Meno monumentale ma ugualmente esemplificativa dello stile decorativo di epoca settecentesca è la “Sala degli stucchi dorati” di Villa Cusani Tittoni Traversi a Desio, collocata al piano terra e affacciata direttamente sul giardino. Scandita alle pareti da lesene scanalate con capitelli corinzi in stucco dorato, la sala presenta motivi di ispirazione neoclassica, uniti a fregi a palmette in stucco dorato sulle sovrapporte. Il soffitto a cassettoni in legno dorato è decorato con rosoni, maschere e strumenti musicali mentre la parte centrale del soffitto si apre su una scenografica pittura a trompe-l’oeil raffigurante un sereno cielo primaverile, che sottolinea il carattere di ariosità della sala, storicamente molto amata dai celebri ospiti della famiglia Tittoni.
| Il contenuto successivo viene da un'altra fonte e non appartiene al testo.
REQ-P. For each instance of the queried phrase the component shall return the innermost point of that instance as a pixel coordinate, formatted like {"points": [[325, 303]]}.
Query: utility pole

Simile per impostazione e modelli decorativi è anche il “Salone da ballo” di Villa Arconati a Castellazzo di Bollate, costituito da una sala rettangolare di colore bianco elegantemente decorata in stile rococò. Le decorazioni coprono interamente il soffitto, dominato da volute e arabeschi profilati in oro, e quasi del tutto le pareti della sala, ornate nella parte inferiore da una zoccolatura dipinta a finto marmo bianco e rosa. Nella parete minore, tra le due porte di ingresso, fa la sua comparsa anche una grande cornice rettangolare sormontata da un fregio mistilineo, al cui interno si delineano piccole figure modellate a rilievo. In questa sala, dunque, risulta assente la componente figurativo-pittorica, che invece compare come predominante nel salone da ballo collocato al piano nobile di Palazzo Arese Borromeo a Cesano Maderno, denominato “Sala dei fasti romani”. Questo ambiente, caratterizzato da una copertura lignea andata parzialmente perduta, costituisce un unicum nell’ambito della storia dell’arte italiana, proponendo un imponente ciclo pittorico parietale magnificamente armonizzato con finti elementi architettonici dipinti, quali finestre, porte e balconate. Impiegato principalmente come salone per la musica e le feste danzanti, l’ambiente costituisce un vero e proprio “racconto” dipinto delle storie della Roma antica, indissolubilmente legate a livello simbolico alla storia e al prestigio delle famiglie Arese e Borromeo e della loro legittimazione al governo.